Enzyme-mediated in situ formation of pH-sensitive nanogels for proteins delivery

Abstract

Novel pH-sensitive nanogels based on poly(ethylene glycol)-b-poly(L-glutamate-g-tyramine) (PEG-b-P(LGA-g-Tyr)) copolymer were developed for efficiently delivering and releasing proteins into HeLa cells. The core–shell nanogels were in situ fabricated through the enzyme-catalyzed oxidative coupling of tyramine moieties in the core of the self-assembled PEG-b-P(LGA-g-Tyr) micelles in the presence of horseradish peroxidase (HRP) and hydrogen peroxide (H₂O₂). The stable nanogels have spherical morphology with an average diameter of about 125 nm under physiological condition. The pH-dependent size shrink of the nanogels was observed by dynamic light scattering (DLS). Fluorescein isothiocyanate conjugate bovine serum albumin (FITC-BSA) was in situ incorporated into the nanogels with an entrapment efficiency of 69.9% during the enzyme-catalyzed crosslinking reaction. In vitro protein release profiles at pH 7.4 and pH 6.8 showed a burst effect followed by a continuous release phase. The FITC-BSA loaded nanogels exhibited pH-sensitive protein release. A significantly fast FITC-BSA release was observed at endosomal pH than at physiological pH. The cumulative release of FITC-BSA from the nanogels at pH 7.4 and pH 6.8 were 24.2% and 40.3%, respectively.
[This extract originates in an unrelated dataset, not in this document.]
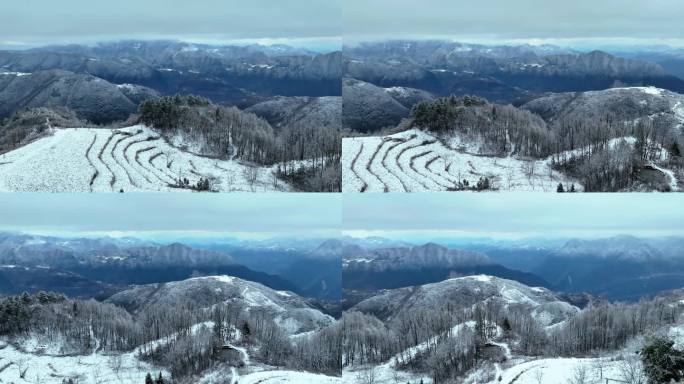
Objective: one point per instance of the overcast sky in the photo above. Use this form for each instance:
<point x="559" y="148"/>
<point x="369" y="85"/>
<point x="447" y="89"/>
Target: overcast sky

Cell Counting Kit-8 (CCK-8) assay showed that these nanogels were non-toxic up to a concentration of 2.0 mg mL⁻¹. Confocal laser scanning microscopy (CLSM) studies revealed that FITC-BSA loaded nanogels efficiently delivered and released proteins into HeLa cells. We are convinced that these enzymatically crosslinked nanogels with excellent biocompatibility and pH-responsibility have a promising potential for protein delivery system.